Soap on a rope?  Send with an instruction card to "Wrap around ankle"...

MM


----------



## Rheostatic (29 Nov 2012)

Just gonna throw this out there:


----------



## Occam (29 Nov 2012)

I don't know if it's just the way his eyes are painted, but it looks like the Master Seaman Watson in the package needs to lay off the coffee for a little while.


----------



## Snakedoc (30 Nov 2012)

Occam said:
			
		

> I don't know if it's just the way his eyes are painted, but it looks like the Master Seaman Watson in the package needs to lay off the coffee for a little while.

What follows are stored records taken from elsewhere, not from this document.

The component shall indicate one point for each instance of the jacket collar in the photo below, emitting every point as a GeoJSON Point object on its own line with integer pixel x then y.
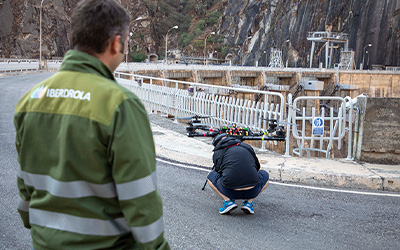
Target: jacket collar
{"type": "Point", "coordinates": [75, 60]}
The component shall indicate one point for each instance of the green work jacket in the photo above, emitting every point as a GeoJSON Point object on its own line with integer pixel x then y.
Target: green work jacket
{"type": "Point", "coordinates": [87, 177]}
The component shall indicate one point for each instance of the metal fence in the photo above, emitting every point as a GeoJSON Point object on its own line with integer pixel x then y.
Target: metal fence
{"type": "Point", "coordinates": [164, 95]}
{"type": "Point", "coordinates": [310, 132]}
{"type": "Point", "coordinates": [26, 65]}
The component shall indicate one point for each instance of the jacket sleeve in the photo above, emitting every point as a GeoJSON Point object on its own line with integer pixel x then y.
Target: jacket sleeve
{"type": "Point", "coordinates": [216, 158]}
{"type": "Point", "coordinates": [132, 155]}
{"type": "Point", "coordinates": [23, 193]}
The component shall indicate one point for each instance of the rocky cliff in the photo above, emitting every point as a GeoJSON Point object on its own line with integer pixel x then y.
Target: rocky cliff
{"type": "Point", "coordinates": [285, 24]}
{"type": "Point", "coordinates": [248, 28]}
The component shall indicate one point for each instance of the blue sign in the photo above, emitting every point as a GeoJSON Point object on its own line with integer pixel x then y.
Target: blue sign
{"type": "Point", "coordinates": [318, 126]}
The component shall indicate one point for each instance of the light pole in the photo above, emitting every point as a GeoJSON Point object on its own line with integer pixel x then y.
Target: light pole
{"type": "Point", "coordinates": [127, 51]}
{"type": "Point", "coordinates": [241, 61]}
{"type": "Point", "coordinates": [166, 43]}
{"type": "Point", "coordinates": [287, 54]}
{"type": "Point", "coordinates": [40, 36]}
{"type": "Point", "coordinates": [362, 65]}
{"type": "Point", "coordinates": [205, 43]}
{"type": "Point", "coordinates": [130, 35]}
{"type": "Point", "coordinates": [265, 57]}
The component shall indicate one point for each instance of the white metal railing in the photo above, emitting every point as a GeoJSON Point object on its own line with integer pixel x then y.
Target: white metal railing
{"type": "Point", "coordinates": [21, 65]}
{"type": "Point", "coordinates": [339, 125]}
{"type": "Point", "coordinates": [220, 109]}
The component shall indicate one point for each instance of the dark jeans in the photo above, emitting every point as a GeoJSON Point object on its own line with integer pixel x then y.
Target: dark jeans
{"type": "Point", "coordinates": [216, 180]}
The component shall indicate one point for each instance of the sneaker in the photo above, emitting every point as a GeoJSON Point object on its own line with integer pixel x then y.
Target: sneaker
{"type": "Point", "coordinates": [248, 207]}
{"type": "Point", "coordinates": [227, 207]}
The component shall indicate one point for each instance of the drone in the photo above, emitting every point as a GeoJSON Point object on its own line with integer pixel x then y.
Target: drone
{"type": "Point", "coordinates": [275, 131]}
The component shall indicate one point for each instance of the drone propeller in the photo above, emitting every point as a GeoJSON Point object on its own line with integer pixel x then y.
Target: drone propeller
{"type": "Point", "coordinates": [201, 124]}
{"type": "Point", "coordinates": [279, 122]}
{"type": "Point", "coordinates": [190, 117]}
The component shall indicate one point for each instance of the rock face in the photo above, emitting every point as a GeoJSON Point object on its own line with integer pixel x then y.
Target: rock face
{"type": "Point", "coordinates": [282, 24]}
{"type": "Point", "coordinates": [285, 24]}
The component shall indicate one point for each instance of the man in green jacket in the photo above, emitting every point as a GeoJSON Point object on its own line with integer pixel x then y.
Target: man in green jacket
{"type": "Point", "coordinates": [85, 147]}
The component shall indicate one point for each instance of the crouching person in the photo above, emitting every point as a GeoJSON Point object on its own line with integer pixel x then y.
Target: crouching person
{"type": "Point", "coordinates": [236, 174]}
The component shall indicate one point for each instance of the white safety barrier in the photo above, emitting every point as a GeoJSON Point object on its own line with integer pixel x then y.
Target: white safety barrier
{"type": "Point", "coordinates": [311, 129]}
{"type": "Point", "coordinates": [23, 65]}
{"type": "Point", "coordinates": [205, 100]}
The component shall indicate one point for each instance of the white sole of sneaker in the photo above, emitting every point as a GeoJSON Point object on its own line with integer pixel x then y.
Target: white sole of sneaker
{"type": "Point", "coordinates": [247, 210]}
{"type": "Point", "coordinates": [228, 209]}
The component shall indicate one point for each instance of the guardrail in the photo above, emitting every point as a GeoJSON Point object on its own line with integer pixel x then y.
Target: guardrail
{"type": "Point", "coordinates": [205, 100]}
{"type": "Point", "coordinates": [26, 65]}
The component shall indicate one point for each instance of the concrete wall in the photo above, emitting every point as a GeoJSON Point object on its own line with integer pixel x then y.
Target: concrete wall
{"type": "Point", "coordinates": [374, 84]}
{"type": "Point", "coordinates": [379, 130]}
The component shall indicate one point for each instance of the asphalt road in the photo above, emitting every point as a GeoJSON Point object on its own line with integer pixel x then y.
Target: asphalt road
{"type": "Point", "coordinates": [286, 217]}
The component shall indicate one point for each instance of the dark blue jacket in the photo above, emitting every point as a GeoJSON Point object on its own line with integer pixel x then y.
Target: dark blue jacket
{"type": "Point", "coordinates": [236, 162]}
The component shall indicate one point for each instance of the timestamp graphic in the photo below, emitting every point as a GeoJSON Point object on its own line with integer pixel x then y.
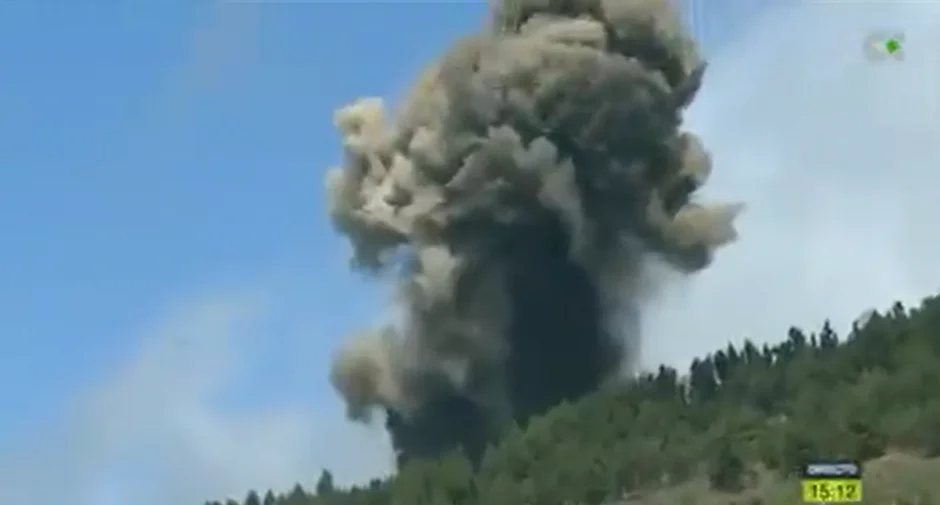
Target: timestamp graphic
{"type": "Point", "coordinates": [832, 482]}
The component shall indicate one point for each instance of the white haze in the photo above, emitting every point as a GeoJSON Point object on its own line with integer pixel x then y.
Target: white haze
{"type": "Point", "coordinates": [837, 157]}
{"type": "Point", "coordinates": [838, 160]}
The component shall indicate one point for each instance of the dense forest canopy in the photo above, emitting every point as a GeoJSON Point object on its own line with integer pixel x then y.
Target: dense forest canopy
{"type": "Point", "coordinates": [739, 413]}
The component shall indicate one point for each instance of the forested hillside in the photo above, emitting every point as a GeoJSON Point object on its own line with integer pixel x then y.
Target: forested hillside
{"type": "Point", "coordinates": [738, 417]}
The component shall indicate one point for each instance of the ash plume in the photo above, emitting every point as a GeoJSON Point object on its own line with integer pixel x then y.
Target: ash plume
{"type": "Point", "coordinates": [515, 200]}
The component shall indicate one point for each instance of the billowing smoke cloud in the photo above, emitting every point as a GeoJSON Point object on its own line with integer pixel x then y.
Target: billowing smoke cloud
{"type": "Point", "coordinates": [517, 198]}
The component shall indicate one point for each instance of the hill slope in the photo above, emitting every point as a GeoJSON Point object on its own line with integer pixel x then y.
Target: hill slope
{"type": "Point", "coordinates": [731, 430]}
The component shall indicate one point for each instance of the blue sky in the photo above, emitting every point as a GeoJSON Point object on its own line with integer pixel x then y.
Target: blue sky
{"type": "Point", "coordinates": [171, 290]}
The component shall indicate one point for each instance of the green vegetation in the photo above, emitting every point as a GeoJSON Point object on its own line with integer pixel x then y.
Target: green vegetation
{"type": "Point", "coordinates": [732, 430]}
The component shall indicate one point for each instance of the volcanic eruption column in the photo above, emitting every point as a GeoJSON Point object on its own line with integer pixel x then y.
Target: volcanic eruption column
{"type": "Point", "coordinates": [515, 200]}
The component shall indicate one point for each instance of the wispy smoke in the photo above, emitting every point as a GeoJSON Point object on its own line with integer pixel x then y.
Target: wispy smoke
{"type": "Point", "coordinates": [517, 197]}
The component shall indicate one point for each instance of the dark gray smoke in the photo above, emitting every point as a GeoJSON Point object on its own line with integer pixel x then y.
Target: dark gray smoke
{"type": "Point", "coordinates": [517, 197]}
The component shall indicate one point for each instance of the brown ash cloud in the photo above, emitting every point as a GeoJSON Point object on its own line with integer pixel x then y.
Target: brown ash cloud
{"type": "Point", "coordinates": [516, 200]}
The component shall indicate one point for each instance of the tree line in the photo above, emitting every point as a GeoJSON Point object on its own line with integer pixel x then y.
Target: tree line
{"type": "Point", "coordinates": [740, 408]}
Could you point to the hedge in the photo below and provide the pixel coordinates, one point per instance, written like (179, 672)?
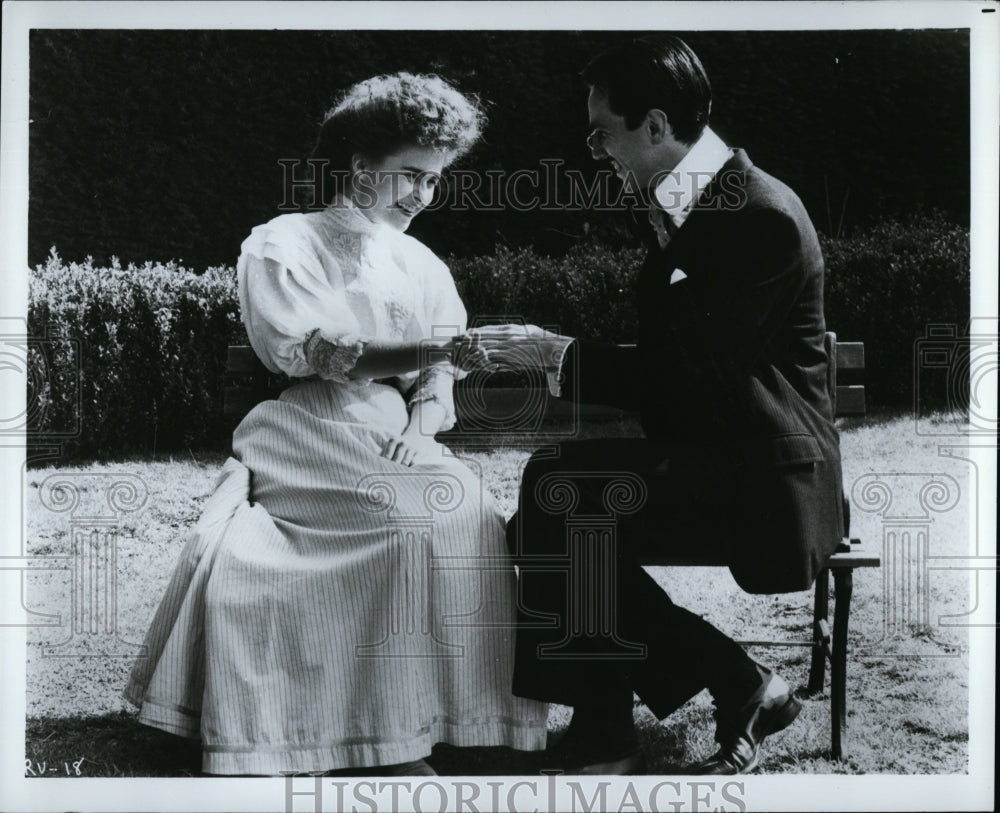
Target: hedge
(144, 346)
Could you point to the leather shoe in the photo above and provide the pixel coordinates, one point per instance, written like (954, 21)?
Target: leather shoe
(577, 755)
(740, 732)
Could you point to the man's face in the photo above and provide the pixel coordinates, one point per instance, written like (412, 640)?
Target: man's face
(629, 151)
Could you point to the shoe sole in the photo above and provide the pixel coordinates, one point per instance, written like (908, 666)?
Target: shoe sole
(782, 718)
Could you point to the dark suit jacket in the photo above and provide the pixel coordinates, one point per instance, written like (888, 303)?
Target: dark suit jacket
(732, 357)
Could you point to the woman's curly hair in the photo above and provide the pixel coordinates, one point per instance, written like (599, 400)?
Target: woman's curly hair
(386, 113)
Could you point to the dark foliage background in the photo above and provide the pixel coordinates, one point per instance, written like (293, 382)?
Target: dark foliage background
(141, 367)
(160, 145)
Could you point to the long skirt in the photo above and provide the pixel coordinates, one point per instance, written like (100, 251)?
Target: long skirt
(332, 608)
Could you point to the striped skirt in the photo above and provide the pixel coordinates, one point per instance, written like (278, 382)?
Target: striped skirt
(333, 609)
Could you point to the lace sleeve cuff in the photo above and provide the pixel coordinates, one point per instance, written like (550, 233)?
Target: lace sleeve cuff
(333, 357)
(435, 384)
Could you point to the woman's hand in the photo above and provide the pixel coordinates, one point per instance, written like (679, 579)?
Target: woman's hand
(469, 353)
(401, 450)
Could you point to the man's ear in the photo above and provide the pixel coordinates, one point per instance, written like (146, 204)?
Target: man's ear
(657, 126)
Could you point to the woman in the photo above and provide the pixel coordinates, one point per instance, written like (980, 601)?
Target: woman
(345, 601)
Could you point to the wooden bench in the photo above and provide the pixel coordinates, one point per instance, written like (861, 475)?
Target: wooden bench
(847, 361)
(248, 383)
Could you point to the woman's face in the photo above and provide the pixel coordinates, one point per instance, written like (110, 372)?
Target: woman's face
(395, 188)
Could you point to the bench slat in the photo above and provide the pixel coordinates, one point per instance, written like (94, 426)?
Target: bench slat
(850, 400)
(240, 400)
(850, 356)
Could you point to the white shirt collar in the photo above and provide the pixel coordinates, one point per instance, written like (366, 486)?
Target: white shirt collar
(682, 186)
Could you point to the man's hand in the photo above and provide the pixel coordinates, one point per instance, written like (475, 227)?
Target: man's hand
(523, 347)
(469, 353)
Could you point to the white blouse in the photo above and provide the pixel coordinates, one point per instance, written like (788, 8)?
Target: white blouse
(316, 288)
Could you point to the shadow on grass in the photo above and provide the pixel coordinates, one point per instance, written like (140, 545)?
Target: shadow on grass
(117, 745)
(110, 745)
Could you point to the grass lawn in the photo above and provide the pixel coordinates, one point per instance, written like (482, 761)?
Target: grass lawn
(908, 701)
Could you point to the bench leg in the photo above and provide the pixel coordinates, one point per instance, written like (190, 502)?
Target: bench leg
(821, 609)
(843, 585)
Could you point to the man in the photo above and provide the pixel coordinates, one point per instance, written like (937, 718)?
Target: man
(740, 455)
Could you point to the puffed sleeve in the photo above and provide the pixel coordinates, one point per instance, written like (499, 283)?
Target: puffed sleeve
(444, 316)
(295, 310)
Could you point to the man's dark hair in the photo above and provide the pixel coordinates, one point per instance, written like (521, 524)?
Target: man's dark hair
(654, 72)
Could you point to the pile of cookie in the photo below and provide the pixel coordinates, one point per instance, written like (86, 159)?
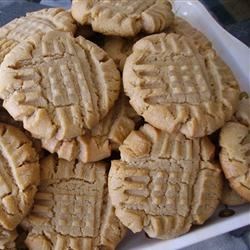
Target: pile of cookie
(115, 115)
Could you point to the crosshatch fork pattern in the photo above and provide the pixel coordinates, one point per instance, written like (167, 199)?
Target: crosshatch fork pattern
(124, 18)
(175, 87)
(159, 187)
(68, 85)
(72, 208)
(40, 21)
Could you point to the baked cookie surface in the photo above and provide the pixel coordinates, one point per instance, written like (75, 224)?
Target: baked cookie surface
(6, 45)
(72, 209)
(123, 18)
(230, 197)
(183, 27)
(164, 182)
(40, 21)
(19, 175)
(176, 88)
(7, 239)
(58, 85)
(235, 150)
(96, 144)
(44, 20)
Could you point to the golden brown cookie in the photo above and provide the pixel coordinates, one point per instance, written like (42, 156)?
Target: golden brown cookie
(44, 20)
(164, 182)
(6, 45)
(19, 175)
(85, 31)
(58, 85)
(6, 118)
(119, 48)
(235, 150)
(123, 18)
(7, 239)
(183, 27)
(178, 89)
(72, 209)
(97, 144)
(230, 197)
(39, 21)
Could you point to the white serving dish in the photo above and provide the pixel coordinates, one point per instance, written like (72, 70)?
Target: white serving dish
(237, 56)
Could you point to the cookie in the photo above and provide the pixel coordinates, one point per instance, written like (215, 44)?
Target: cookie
(164, 183)
(6, 45)
(98, 143)
(7, 119)
(230, 197)
(44, 20)
(19, 175)
(123, 18)
(176, 88)
(7, 239)
(58, 85)
(119, 49)
(183, 27)
(235, 150)
(72, 209)
(40, 21)
(85, 31)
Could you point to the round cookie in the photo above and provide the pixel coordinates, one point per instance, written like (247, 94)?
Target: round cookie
(230, 197)
(123, 18)
(6, 45)
(235, 150)
(39, 21)
(7, 239)
(44, 20)
(183, 27)
(7, 119)
(19, 175)
(58, 85)
(164, 182)
(119, 49)
(72, 209)
(176, 88)
(97, 144)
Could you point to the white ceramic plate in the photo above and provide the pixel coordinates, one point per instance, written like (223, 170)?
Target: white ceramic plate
(237, 56)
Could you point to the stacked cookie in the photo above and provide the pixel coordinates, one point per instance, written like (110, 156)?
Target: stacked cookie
(153, 98)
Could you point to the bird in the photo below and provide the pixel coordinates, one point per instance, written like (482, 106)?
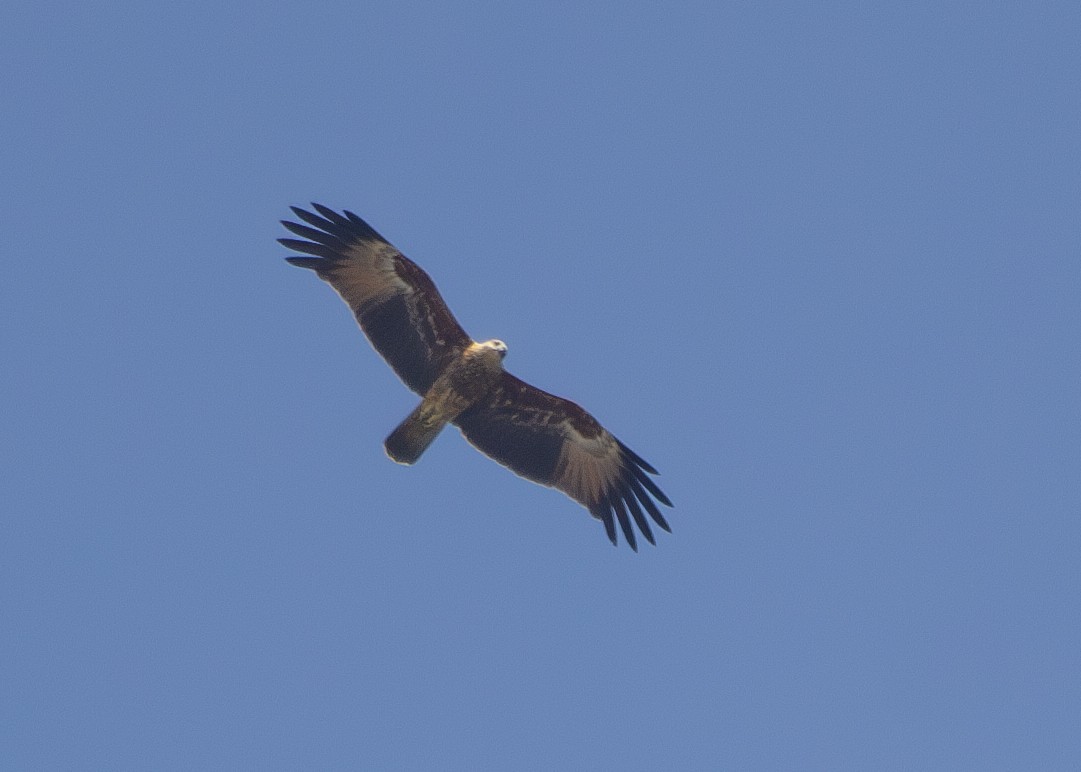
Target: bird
(541, 437)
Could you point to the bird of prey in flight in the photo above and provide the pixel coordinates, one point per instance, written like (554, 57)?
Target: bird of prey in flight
(541, 437)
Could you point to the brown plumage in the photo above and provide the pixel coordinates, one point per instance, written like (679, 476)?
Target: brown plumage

Lol yeah...  he really does have the stunned/'on a crazy caffeine high' type of look  :rofl:


----------



## Fishbone Jones (30 Nov 2012)

There was no doubt in anyone's mind where this was going to go :facepalm:


----------



## Pat in Halifax (30 Nov 2012)

Alright, I will try to contribute something helpful! By the way, it is not the coffee in the good MS's eyes...it's the third component of rum and the lash!

Books are always good. One other item which may have fallen out of fashion (I am not sure) is graphic novels/comics. I was never a fan of these but I remember them making their rounds. Home made treats are always good too but depending on where they are going (I am assuming this is someone on board REGINA?) they may arrive in a giant blob due to extreme temperatures (I once rec'd one 1 lb cookie the size of an apple pie).
I wouldn't suggest movies/TV shows and the only reason I say that is because they are probably on board somewhere. Much swapping of movies goes on and with downloaded ones on sticks etc, I don't think this would make the impact the OP is hoping for.

That said, there must be people on here currently deployed, what are some of the things you miss?


----------



## CobaltMcD (30 Nov 2012)

Pat in Halifax said:
			
		

> Alright, I will try to contribute something helpful! By the way, it is not the coffee in the good MS's eyes...it's the third component of rum and the lash!
> 
> Books are always good. One other item which may have fallen out of fashion (I am not sure) is graphic novels/comics. I was never a fan of these but I remember them making their rounds. Home made treats are always good too but depending on where they are going (I am assuming this is someone on board REGINA?) they may arrive in a giant blob due to extreme temperatures (I once rec'd one 1 lb cookie the size of an apple pie).
> I wouldn't suggest movies/TV shows and the only reason I say that is because they are probably on board somewhere. Much swapping of movies goes on and with downloaded ones on sticks etc, I don't think this would make the impact the OP is hoping for.
> ...



Ahh yes yes, good point. So I think my best bet will be books and some snacks, that Pusser's rum cake is tempting as well! Can't ship liquor through Canada Post. I'm unsure if he is currently on leave or what boat he is normally(is that how it works?) deployed on.

Definitely if you're currently deployed what are things you miss, or when you come back home from being deployed whats the first thing you need


----------



## Maxadia (30 Nov 2012)

A thumb drive. 




Too soon?


----------



## kratz (30 Nov 2012)

An essential gift for you sailor who enjoys his run ashore  >


----------



## Pat in Halifax (30 Nov 2012)

Of course you mean HMCS vice HCMS.
For God's sake, don't return him to the Cox'n! Everyone deserves one strike!
"Return to ## Mess, HMCS _______"


----------



## MusclesGlasses (1 Dec 2012)

I have a question that is slightly off topic, but related to this thread. I notice that CANEX gift cards exist, but don't seem to be available to be purchased online. My though is that this would be the perfect gift for someone in the forces, Navy or otherwise, and even for someone about to go off to basic...like myself 

Anyone know if there is more info on them than what can be found on the CANEX website?

Cheers


----------